Yeap, but these are the one kernel itself generates (not GLIBC) and I think
it would be useful to use different code from abort generated from
GLIBC itself (so an external tool like perf can detect from where exactly
the abort came from).
And I used the number above just an example, checking the kernel code seems it
defines:
#define TM_CAUSE_PERSISTENT 0x01
#define TM_CAUSE_KVM_RESCHED 0xe0 /* From PAPR */
#define TM_CAUSE_KVM_FAC_UNAV 0xe2 /* From PAPR */
#define TM_CAUSE_RESCHED 0xde
#define TM_CAUSE_TLBI 0xdc
#define TM_CAUSE_FAC_UNAV 0xda
#define TM_CAUSE_SYSCALL 0xd8
#define TM_CAUSE_MISC 0xd6 /* future use */
#define TM_CAUSE_SIGNAL 0xd4
#define TM_CAUSE_ALIGNMENT 0xd2
#define TM_CAUSE_EMULATE 0xd0
So I think we might use 0xaX or something for the GLIBC ones.
>
> I'm not convinced any of the existing codes should be non-persistent:
>
> A pthread_mutex_trylock attempt within an elided pthread_mutex_lock is
> guaranteed to fail try_tbegin times if there is no contention on the lock.

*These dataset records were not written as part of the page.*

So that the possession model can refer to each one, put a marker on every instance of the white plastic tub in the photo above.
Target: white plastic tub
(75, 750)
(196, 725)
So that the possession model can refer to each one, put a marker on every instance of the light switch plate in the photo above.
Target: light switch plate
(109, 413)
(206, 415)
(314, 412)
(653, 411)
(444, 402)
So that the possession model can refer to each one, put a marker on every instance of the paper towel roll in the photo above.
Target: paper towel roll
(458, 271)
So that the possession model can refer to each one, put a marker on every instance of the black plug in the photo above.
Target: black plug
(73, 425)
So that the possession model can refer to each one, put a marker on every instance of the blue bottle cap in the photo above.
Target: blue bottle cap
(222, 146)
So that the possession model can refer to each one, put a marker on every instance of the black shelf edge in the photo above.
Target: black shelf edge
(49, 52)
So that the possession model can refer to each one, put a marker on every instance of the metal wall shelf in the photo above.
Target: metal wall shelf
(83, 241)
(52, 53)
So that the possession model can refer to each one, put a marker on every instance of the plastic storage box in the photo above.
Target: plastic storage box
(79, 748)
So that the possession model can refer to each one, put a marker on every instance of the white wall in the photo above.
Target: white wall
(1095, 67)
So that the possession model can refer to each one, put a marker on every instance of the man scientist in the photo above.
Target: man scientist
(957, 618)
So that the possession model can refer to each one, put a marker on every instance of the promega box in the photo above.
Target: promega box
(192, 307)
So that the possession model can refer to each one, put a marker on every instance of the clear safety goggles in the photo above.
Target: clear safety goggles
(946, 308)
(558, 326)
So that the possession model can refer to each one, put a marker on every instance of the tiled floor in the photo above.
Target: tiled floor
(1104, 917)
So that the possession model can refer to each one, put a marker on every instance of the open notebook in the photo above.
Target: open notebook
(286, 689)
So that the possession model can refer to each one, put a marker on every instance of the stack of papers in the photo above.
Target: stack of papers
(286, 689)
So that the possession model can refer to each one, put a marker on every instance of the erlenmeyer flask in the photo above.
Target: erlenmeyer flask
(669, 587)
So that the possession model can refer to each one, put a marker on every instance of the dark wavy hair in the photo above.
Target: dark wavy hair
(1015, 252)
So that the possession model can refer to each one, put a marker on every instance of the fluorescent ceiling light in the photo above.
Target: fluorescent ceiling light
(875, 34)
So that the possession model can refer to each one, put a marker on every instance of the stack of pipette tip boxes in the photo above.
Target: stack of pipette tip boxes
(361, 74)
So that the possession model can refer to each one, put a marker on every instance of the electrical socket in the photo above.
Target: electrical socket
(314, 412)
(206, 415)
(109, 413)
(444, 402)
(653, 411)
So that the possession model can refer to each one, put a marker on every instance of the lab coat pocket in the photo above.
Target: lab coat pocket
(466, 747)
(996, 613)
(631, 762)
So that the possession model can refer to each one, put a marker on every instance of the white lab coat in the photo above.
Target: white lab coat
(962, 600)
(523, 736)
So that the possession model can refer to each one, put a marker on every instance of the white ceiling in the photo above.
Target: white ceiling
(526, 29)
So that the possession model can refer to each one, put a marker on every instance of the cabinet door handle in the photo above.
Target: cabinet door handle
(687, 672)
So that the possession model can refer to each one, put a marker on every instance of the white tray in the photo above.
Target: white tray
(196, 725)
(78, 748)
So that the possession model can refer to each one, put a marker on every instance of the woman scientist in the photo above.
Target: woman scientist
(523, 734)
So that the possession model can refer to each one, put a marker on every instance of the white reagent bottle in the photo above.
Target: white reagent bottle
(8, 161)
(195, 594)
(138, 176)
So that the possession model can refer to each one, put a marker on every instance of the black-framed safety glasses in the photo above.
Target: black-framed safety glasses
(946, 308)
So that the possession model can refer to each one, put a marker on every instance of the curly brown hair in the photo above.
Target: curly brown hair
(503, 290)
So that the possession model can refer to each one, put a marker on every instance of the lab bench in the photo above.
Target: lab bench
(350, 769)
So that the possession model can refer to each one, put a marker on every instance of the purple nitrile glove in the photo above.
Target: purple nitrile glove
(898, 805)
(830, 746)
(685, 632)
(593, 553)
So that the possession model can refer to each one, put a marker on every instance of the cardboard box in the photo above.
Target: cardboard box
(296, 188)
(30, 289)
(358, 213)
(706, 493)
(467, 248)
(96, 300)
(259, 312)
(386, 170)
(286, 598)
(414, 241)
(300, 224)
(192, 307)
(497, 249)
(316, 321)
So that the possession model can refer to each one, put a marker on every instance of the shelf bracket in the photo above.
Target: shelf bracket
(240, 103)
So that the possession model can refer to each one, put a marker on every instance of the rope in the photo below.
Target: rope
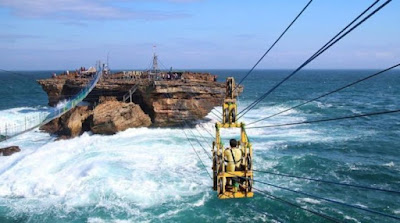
(327, 120)
(330, 43)
(212, 136)
(269, 195)
(198, 156)
(201, 145)
(331, 201)
(328, 182)
(272, 46)
(324, 95)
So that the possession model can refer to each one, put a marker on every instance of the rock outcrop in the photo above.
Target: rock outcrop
(71, 124)
(8, 151)
(114, 116)
(158, 103)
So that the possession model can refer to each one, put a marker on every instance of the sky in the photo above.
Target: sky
(193, 34)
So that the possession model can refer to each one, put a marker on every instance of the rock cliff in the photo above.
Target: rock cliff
(156, 103)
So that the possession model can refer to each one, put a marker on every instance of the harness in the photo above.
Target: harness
(233, 157)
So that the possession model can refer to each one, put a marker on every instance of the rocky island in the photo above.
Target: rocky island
(132, 99)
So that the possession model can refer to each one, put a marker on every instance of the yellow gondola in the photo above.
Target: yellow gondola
(232, 180)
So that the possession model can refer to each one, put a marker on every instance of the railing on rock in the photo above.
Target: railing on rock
(9, 130)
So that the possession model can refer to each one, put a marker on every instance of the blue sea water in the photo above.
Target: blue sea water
(153, 175)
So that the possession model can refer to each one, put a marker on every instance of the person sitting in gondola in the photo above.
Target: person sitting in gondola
(233, 156)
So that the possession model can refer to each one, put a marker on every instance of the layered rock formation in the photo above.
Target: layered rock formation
(114, 116)
(156, 103)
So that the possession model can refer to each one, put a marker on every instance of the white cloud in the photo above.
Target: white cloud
(81, 10)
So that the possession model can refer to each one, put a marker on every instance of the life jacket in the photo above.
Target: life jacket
(233, 156)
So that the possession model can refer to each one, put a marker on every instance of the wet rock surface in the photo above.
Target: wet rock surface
(154, 103)
(8, 151)
(114, 116)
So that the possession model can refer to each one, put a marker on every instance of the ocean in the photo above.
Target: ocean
(153, 175)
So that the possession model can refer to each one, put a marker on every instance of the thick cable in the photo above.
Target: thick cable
(272, 46)
(330, 200)
(323, 47)
(201, 145)
(314, 56)
(326, 94)
(328, 182)
(269, 195)
(327, 120)
(198, 156)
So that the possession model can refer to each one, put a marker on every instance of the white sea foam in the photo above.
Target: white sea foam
(351, 218)
(16, 118)
(128, 172)
(145, 167)
(308, 200)
(390, 164)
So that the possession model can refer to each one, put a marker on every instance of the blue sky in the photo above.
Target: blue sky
(66, 34)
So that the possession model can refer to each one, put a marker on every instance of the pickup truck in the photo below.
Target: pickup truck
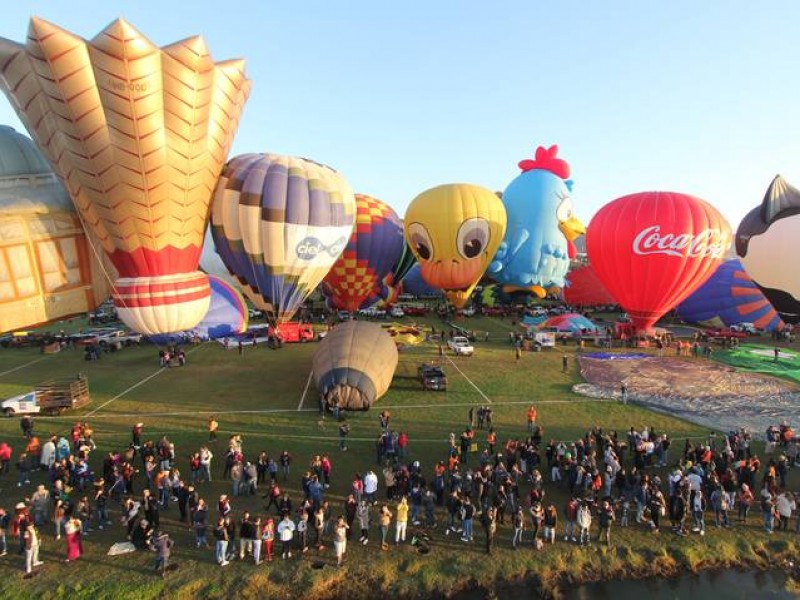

> Aborts get increasingly expensive as you increase the amount of speculative
> execution.
>
> A busy lock likely indicates contention in the critical section which
> does not benefit from elision, I'd err on the side of a persistent
> failure.
>
I do not that much information to decide it, although I do see for pthread_mutex_t
at least the _ABORT_LOCK_BUSY is not persistent if the critical region does not
generate enough contention.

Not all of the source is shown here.